Ironically, one of the most recent threats to global trade, the dispute between the United States and China, has already prompted some companies to reconsider their strategies. Some companies have shifted part of their production to countries like Vietnam and Malaysia. For other companies though, leaving China is not a viable option. Many U.S. multinationals produce their products in China and then sell their products in China. China’s emergence as the factory floor for the world began in the late 1970s following a series of economic reforms designed to create a more attractive investment climate. Companies like Johnson & Johnson, looking for a location where it could easily increase production while at the same time, keep costs down, moved its production to China. By the late 1990s, major auto companies including Volkswagen, Chrysler, and Ford had all built a manufacturing presence in China. As foreign companies flocked to China to capitalize on its highly productive labor force, wages in China began to rise and environmental regulations increased. Even so, China maintained its popularity as a desirable manufacturing destination, eventually surpassing the United States as the world’s biggest manufacturer.

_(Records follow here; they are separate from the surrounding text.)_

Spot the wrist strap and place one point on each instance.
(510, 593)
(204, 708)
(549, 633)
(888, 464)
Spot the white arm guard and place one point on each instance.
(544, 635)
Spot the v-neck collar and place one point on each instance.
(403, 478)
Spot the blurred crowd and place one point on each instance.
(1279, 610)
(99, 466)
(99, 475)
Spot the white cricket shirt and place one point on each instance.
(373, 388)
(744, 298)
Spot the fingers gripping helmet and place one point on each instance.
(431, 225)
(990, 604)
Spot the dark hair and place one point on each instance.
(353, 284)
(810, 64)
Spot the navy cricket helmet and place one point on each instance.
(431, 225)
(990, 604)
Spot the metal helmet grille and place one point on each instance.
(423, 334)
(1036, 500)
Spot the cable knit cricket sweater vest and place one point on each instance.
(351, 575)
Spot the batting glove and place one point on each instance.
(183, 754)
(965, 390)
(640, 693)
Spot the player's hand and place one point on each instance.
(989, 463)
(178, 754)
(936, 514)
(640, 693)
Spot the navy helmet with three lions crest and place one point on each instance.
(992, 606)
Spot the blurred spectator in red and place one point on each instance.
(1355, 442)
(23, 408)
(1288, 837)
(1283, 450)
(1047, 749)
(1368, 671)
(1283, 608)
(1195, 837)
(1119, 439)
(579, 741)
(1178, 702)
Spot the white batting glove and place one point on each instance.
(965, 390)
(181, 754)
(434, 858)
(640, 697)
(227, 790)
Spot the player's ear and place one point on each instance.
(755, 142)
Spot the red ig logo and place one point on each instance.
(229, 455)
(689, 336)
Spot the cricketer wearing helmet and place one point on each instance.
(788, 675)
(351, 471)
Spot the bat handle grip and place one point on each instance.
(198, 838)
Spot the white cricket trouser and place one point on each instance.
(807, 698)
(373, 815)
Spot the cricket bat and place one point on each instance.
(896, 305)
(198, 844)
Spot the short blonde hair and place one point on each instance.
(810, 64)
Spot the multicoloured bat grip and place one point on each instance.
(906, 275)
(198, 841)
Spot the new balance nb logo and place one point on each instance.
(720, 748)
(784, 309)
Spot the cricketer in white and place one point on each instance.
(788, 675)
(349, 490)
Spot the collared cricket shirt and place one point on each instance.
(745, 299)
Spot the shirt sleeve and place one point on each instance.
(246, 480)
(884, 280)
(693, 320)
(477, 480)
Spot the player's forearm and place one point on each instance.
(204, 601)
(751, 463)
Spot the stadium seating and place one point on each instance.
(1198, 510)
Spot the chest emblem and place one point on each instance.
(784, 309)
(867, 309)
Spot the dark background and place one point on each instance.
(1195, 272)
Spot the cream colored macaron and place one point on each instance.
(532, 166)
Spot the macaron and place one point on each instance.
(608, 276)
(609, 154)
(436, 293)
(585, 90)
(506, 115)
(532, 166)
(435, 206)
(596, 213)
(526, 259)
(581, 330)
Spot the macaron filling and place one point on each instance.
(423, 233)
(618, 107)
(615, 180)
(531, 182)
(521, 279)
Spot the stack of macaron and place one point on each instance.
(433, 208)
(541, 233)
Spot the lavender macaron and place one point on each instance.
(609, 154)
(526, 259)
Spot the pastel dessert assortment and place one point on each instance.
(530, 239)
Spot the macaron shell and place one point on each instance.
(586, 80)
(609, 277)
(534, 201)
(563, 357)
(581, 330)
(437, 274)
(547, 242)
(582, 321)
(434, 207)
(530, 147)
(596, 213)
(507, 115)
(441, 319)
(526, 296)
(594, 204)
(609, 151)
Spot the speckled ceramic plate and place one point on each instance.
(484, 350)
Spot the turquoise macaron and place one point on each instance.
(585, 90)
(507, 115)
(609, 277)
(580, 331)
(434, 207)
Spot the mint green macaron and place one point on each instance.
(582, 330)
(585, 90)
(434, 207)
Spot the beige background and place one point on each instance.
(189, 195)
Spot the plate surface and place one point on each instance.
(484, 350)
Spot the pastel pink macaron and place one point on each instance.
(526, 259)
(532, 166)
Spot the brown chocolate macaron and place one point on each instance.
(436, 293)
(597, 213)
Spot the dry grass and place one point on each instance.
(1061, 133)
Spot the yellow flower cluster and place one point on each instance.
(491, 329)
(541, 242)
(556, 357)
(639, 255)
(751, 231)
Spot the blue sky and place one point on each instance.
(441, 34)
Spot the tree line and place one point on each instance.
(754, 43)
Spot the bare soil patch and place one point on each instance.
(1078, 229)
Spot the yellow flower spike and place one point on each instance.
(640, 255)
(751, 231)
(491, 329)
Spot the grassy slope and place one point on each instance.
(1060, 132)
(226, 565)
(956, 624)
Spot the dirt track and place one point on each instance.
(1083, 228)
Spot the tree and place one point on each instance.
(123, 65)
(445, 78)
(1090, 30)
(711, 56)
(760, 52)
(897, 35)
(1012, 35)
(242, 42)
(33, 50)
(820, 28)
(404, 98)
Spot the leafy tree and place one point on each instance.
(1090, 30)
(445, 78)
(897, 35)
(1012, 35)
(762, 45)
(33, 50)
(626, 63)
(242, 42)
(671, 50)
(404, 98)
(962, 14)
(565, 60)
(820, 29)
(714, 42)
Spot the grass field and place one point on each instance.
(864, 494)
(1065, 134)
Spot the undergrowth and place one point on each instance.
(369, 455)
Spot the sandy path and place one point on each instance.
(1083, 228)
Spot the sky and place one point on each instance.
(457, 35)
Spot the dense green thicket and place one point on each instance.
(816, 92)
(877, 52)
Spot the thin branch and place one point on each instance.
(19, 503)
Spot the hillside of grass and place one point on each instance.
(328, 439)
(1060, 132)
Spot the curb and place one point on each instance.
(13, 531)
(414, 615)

Today, China is an important market for companies as well as an important location for manufacturing. Rising wage rates have contributed to the country’s growing middle class and the emergence of China as the world’s second biggest economy. More than 80 percent of the products produced in China by American companies are sold in China, making it an especially important market for many U.S. firms. Now though, those markets are being threatened by COVID-19. It is unclear just how long disruptions related to COVID-19 will last, but companies hope that things get back to usual very soon, and that the one billion consumers in China will start spending again .

Discussion questions prepared by David Switzer.

Discussion Questions:

1. The concept of comparative advantage states that people (or countries) should rely on other people (or countries) to do things that those other people can do at a lower opportunity cost. How can this can lead to over-reliance on one country that has a particularly low opportunity cost of producing a specific good. What are the costs and benefits of being less reliant on trade in this increasingly more globalized world?  

2. Considering that 80% of products produced by American companies in China are actually sold in China, is this really over-reliance on Chinese production? What is the alternative? What are some of the costs of that alternative? 

3. What role might economies of scale play in the increasing reliance on China? If firms were to source from five different countries instead of one, in what ways might this increase average costs?